Barmy Albert woke up in a cold sweat, terrified that he was late for work. Then he realised that he was already at work! Albert was in a bit of a kerfuffle, because earlier in the day, he was caught speeding down the M67, feeling quite secure in a gaggle of cars that were all travelling at the same speed. However, as they all passed a police Land Rover, a copper with an infra-red speed gun clocked him and pulled him over onto the hard shoulder. The efficient policeman handed Albert a ticket and he was about to walk away, when Albert protested and opined: “Officer, I know that I was speeding, but I don’t think it’s fair, because there were lots of other cars around me that were going just as fast, so why did I alone receive a ticket?” the copper replied: “Did you ever go a-fishing?” Albert answered: “Yes, I have. On many occasions.” The policeman grinned and sez: “Did you ever catch ‘em all?”
In days of yore, my mother used to work in the local haberdashery on the High Street, whereas, my auntie Agnes was in charge of the herbalist and wholefood shop. A far cry from the town centres of today that merely consist of six vape outlets, ten Turkish barbers, seven places to repair your phone screen, three tattoo and piercing parlours, five takeaway kebab emporiums and two coffee shops.

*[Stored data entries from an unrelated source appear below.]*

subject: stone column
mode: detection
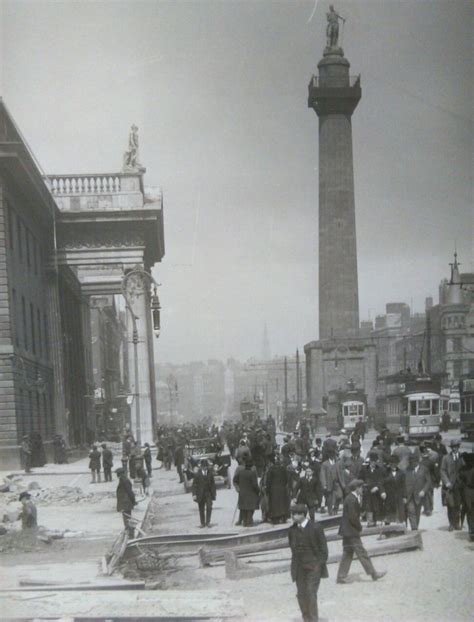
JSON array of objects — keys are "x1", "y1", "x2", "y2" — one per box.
[
  {"x1": 125, "y1": 273, "x2": 154, "y2": 444},
  {"x1": 45, "y1": 270, "x2": 67, "y2": 439},
  {"x1": 308, "y1": 50, "x2": 361, "y2": 339}
]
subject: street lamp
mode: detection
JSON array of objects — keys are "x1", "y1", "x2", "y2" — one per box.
[
  {"x1": 121, "y1": 267, "x2": 161, "y2": 445},
  {"x1": 150, "y1": 285, "x2": 161, "y2": 338}
]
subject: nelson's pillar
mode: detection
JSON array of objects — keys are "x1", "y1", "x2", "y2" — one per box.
[{"x1": 305, "y1": 8, "x2": 376, "y2": 425}]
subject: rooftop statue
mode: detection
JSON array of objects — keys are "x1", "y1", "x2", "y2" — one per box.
[
  {"x1": 123, "y1": 124, "x2": 143, "y2": 172},
  {"x1": 326, "y1": 5, "x2": 346, "y2": 49}
]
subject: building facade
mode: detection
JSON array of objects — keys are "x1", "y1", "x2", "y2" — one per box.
[
  {"x1": 0, "y1": 102, "x2": 165, "y2": 465},
  {"x1": 0, "y1": 101, "x2": 91, "y2": 465}
]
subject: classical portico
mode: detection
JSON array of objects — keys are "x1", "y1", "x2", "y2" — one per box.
[{"x1": 46, "y1": 162, "x2": 164, "y2": 444}]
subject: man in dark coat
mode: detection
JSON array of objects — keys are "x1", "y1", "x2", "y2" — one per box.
[
  {"x1": 348, "y1": 445, "x2": 364, "y2": 480},
  {"x1": 440, "y1": 439, "x2": 465, "y2": 531},
  {"x1": 419, "y1": 443, "x2": 438, "y2": 516},
  {"x1": 336, "y1": 479, "x2": 386, "y2": 584},
  {"x1": 459, "y1": 453, "x2": 474, "y2": 541},
  {"x1": 116, "y1": 467, "x2": 136, "y2": 538},
  {"x1": 192, "y1": 458, "x2": 216, "y2": 528},
  {"x1": 174, "y1": 440, "x2": 185, "y2": 483},
  {"x1": 383, "y1": 455, "x2": 406, "y2": 524},
  {"x1": 101, "y1": 443, "x2": 114, "y2": 482},
  {"x1": 233, "y1": 458, "x2": 260, "y2": 526},
  {"x1": 288, "y1": 503, "x2": 328, "y2": 622},
  {"x1": 320, "y1": 452, "x2": 342, "y2": 515},
  {"x1": 280, "y1": 436, "x2": 293, "y2": 467},
  {"x1": 266, "y1": 454, "x2": 290, "y2": 523},
  {"x1": 322, "y1": 434, "x2": 338, "y2": 462},
  {"x1": 89, "y1": 445, "x2": 101, "y2": 483},
  {"x1": 404, "y1": 453, "x2": 431, "y2": 530},
  {"x1": 143, "y1": 443, "x2": 153, "y2": 477},
  {"x1": 361, "y1": 452, "x2": 387, "y2": 526},
  {"x1": 294, "y1": 467, "x2": 321, "y2": 521}
]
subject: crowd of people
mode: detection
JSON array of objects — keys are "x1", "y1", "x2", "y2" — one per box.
[{"x1": 147, "y1": 416, "x2": 474, "y2": 541}]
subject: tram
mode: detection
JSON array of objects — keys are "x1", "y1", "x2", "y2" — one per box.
[
  {"x1": 384, "y1": 373, "x2": 441, "y2": 440},
  {"x1": 326, "y1": 379, "x2": 368, "y2": 433},
  {"x1": 239, "y1": 398, "x2": 263, "y2": 427},
  {"x1": 460, "y1": 376, "x2": 474, "y2": 439}
]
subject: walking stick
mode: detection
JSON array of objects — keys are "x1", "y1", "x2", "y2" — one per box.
[{"x1": 231, "y1": 502, "x2": 239, "y2": 527}]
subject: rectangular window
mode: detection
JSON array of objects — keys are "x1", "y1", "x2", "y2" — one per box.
[
  {"x1": 19, "y1": 389, "x2": 24, "y2": 438},
  {"x1": 22, "y1": 296, "x2": 28, "y2": 350},
  {"x1": 44, "y1": 314, "x2": 49, "y2": 360},
  {"x1": 29, "y1": 390, "x2": 34, "y2": 433},
  {"x1": 33, "y1": 236, "x2": 38, "y2": 275},
  {"x1": 453, "y1": 361, "x2": 463, "y2": 379},
  {"x1": 12, "y1": 288, "x2": 19, "y2": 346},
  {"x1": 17, "y1": 215, "x2": 23, "y2": 260},
  {"x1": 7, "y1": 202, "x2": 14, "y2": 249},
  {"x1": 453, "y1": 337, "x2": 462, "y2": 353},
  {"x1": 30, "y1": 303, "x2": 36, "y2": 354},
  {"x1": 36, "y1": 392, "x2": 42, "y2": 436},
  {"x1": 37, "y1": 309, "x2": 42, "y2": 358},
  {"x1": 43, "y1": 393, "x2": 48, "y2": 437},
  {"x1": 26, "y1": 229, "x2": 31, "y2": 269}
]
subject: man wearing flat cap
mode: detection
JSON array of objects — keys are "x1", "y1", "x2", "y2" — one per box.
[
  {"x1": 440, "y1": 439, "x2": 465, "y2": 530},
  {"x1": 336, "y1": 479, "x2": 386, "y2": 584},
  {"x1": 288, "y1": 503, "x2": 328, "y2": 622}
]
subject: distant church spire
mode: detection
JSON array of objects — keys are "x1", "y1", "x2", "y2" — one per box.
[
  {"x1": 262, "y1": 323, "x2": 271, "y2": 361},
  {"x1": 448, "y1": 251, "x2": 463, "y2": 305}
]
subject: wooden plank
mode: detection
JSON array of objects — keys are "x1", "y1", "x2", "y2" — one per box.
[
  {"x1": 199, "y1": 524, "x2": 406, "y2": 566},
  {"x1": 224, "y1": 531, "x2": 423, "y2": 580},
  {"x1": 127, "y1": 513, "x2": 341, "y2": 557}
]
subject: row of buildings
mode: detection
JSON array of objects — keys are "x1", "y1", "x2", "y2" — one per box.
[
  {"x1": 155, "y1": 354, "x2": 305, "y2": 426},
  {"x1": 0, "y1": 101, "x2": 165, "y2": 467},
  {"x1": 154, "y1": 260, "x2": 474, "y2": 430}
]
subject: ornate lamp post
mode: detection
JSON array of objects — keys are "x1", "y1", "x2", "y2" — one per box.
[{"x1": 121, "y1": 267, "x2": 161, "y2": 445}]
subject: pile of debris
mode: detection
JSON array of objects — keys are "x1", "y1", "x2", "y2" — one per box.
[{"x1": 33, "y1": 486, "x2": 116, "y2": 506}]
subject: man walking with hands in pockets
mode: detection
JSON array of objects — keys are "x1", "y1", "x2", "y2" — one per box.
[
  {"x1": 337, "y1": 479, "x2": 386, "y2": 584},
  {"x1": 288, "y1": 503, "x2": 328, "y2": 622}
]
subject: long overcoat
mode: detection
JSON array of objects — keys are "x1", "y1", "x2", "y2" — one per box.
[
  {"x1": 116, "y1": 476, "x2": 136, "y2": 513},
  {"x1": 266, "y1": 463, "x2": 290, "y2": 519},
  {"x1": 192, "y1": 469, "x2": 216, "y2": 503},
  {"x1": 383, "y1": 468, "x2": 406, "y2": 522},
  {"x1": 233, "y1": 467, "x2": 260, "y2": 510},
  {"x1": 361, "y1": 463, "x2": 386, "y2": 516}
]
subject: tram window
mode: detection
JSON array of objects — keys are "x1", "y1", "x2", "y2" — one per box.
[
  {"x1": 358, "y1": 405, "x2": 364, "y2": 416},
  {"x1": 449, "y1": 402, "x2": 460, "y2": 413},
  {"x1": 343, "y1": 406, "x2": 349, "y2": 417},
  {"x1": 418, "y1": 400, "x2": 431, "y2": 412},
  {"x1": 410, "y1": 401, "x2": 417, "y2": 416},
  {"x1": 432, "y1": 400, "x2": 439, "y2": 414}
]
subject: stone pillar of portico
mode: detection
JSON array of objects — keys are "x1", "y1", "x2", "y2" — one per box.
[
  {"x1": 125, "y1": 273, "x2": 155, "y2": 444},
  {"x1": 45, "y1": 270, "x2": 67, "y2": 439}
]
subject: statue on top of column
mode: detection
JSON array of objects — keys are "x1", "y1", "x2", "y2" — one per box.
[
  {"x1": 326, "y1": 5, "x2": 346, "y2": 49},
  {"x1": 123, "y1": 124, "x2": 144, "y2": 172}
]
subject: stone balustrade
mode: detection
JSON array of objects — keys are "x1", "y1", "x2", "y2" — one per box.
[{"x1": 47, "y1": 174, "x2": 123, "y2": 195}]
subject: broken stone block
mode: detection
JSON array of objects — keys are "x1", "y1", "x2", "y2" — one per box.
[{"x1": 28, "y1": 481, "x2": 41, "y2": 491}]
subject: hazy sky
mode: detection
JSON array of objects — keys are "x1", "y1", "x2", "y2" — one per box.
[{"x1": 1, "y1": 0, "x2": 472, "y2": 363}]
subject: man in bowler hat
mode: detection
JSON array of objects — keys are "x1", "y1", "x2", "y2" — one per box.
[
  {"x1": 192, "y1": 458, "x2": 216, "y2": 527},
  {"x1": 440, "y1": 439, "x2": 465, "y2": 530},
  {"x1": 288, "y1": 503, "x2": 328, "y2": 622}
]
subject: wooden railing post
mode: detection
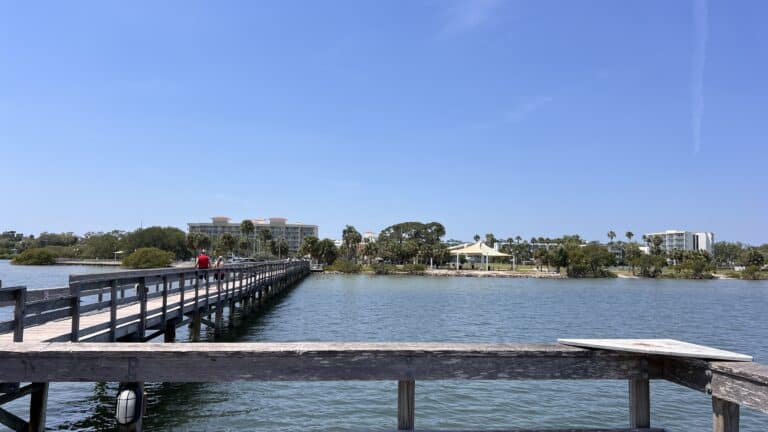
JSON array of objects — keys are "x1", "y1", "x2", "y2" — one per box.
[
  {"x1": 137, "y1": 277, "x2": 147, "y2": 339},
  {"x1": 397, "y1": 380, "x2": 415, "y2": 430},
  {"x1": 204, "y1": 272, "x2": 210, "y2": 309},
  {"x1": 161, "y1": 276, "x2": 168, "y2": 328},
  {"x1": 178, "y1": 274, "x2": 185, "y2": 321},
  {"x1": 109, "y1": 280, "x2": 118, "y2": 341},
  {"x1": 629, "y1": 378, "x2": 650, "y2": 428},
  {"x1": 13, "y1": 286, "x2": 26, "y2": 342},
  {"x1": 713, "y1": 396, "x2": 739, "y2": 432},
  {"x1": 70, "y1": 284, "x2": 80, "y2": 342}
]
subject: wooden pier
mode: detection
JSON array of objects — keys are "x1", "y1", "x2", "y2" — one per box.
[
  {"x1": 0, "y1": 260, "x2": 310, "y2": 431},
  {"x1": 1, "y1": 262, "x2": 768, "y2": 431}
]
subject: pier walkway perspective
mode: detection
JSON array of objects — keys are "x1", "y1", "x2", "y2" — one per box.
[{"x1": 1, "y1": 260, "x2": 767, "y2": 432}]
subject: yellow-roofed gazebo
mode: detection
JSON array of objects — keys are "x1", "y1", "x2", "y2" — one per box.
[{"x1": 449, "y1": 241, "x2": 509, "y2": 271}]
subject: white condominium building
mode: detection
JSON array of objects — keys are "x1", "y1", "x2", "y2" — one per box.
[
  {"x1": 643, "y1": 230, "x2": 714, "y2": 254},
  {"x1": 188, "y1": 216, "x2": 318, "y2": 252}
]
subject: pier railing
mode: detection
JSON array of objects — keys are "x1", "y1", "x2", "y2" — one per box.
[
  {"x1": 1, "y1": 342, "x2": 766, "y2": 431},
  {"x1": 0, "y1": 260, "x2": 310, "y2": 343}
]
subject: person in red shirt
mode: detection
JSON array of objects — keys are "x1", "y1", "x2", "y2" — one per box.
[{"x1": 195, "y1": 250, "x2": 210, "y2": 270}]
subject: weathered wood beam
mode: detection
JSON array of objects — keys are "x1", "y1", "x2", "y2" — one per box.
[
  {"x1": 0, "y1": 406, "x2": 28, "y2": 431},
  {"x1": 629, "y1": 378, "x2": 650, "y2": 428},
  {"x1": 28, "y1": 382, "x2": 48, "y2": 432},
  {"x1": 662, "y1": 357, "x2": 768, "y2": 414},
  {"x1": 397, "y1": 380, "x2": 415, "y2": 430},
  {"x1": 0, "y1": 343, "x2": 653, "y2": 383},
  {"x1": 713, "y1": 396, "x2": 739, "y2": 432}
]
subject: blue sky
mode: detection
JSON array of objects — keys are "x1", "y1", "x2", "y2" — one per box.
[{"x1": 1, "y1": 1, "x2": 766, "y2": 243}]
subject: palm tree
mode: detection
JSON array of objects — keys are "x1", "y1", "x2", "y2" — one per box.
[
  {"x1": 625, "y1": 231, "x2": 634, "y2": 243},
  {"x1": 484, "y1": 233, "x2": 496, "y2": 248},
  {"x1": 515, "y1": 235, "x2": 522, "y2": 244},
  {"x1": 240, "y1": 220, "x2": 255, "y2": 256},
  {"x1": 342, "y1": 225, "x2": 362, "y2": 262},
  {"x1": 607, "y1": 230, "x2": 616, "y2": 243},
  {"x1": 219, "y1": 233, "x2": 237, "y2": 257},
  {"x1": 257, "y1": 229, "x2": 272, "y2": 256},
  {"x1": 270, "y1": 237, "x2": 289, "y2": 259},
  {"x1": 473, "y1": 234, "x2": 481, "y2": 242}
]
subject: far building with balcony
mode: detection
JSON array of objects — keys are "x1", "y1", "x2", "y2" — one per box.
[
  {"x1": 188, "y1": 216, "x2": 318, "y2": 253},
  {"x1": 643, "y1": 230, "x2": 714, "y2": 254}
]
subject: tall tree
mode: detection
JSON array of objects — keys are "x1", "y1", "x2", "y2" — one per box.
[
  {"x1": 270, "y1": 237, "x2": 289, "y2": 259},
  {"x1": 341, "y1": 225, "x2": 363, "y2": 262},
  {"x1": 607, "y1": 230, "x2": 616, "y2": 243},
  {"x1": 625, "y1": 231, "x2": 634, "y2": 243},
  {"x1": 219, "y1": 233, "x2": 237, "y2": 256},
  {"x1": 316, "y1": 238, "x2": 338, "y2": 265},
  {"x1": 299, "y1": 236, "x2": 319, "y2": 260},
  {"x1": 257, "y1": 229, "x2": 272, "y2": 256},
  {"x1": 485, "y1": 233, "x2": 497, "y2": 247},
  {"x1": 473, "y1": 234, "x2": 481, "y2": 242},
  {"x1": 240, "y1": 220, "x2": 255, "y2": 256}
]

Not forgetting a Ladbrokes. Moreover, I fondly recollect when banks used to close at 3pm. Now they are closed permanently. Where did it all go doo-lally?
BREAKING NEWS: A British man was attacked by a shark, whilst honeymooning in Australia. Newspaper reports advise that he didn’t suffer for too long, primarily because he’d only been married for four days. I heard on the grapevine that the best way to defend yourself from a shark attack is by poking the shark in the eyes. However, I reckon that I have a much better strategy and that is staying in Glossop.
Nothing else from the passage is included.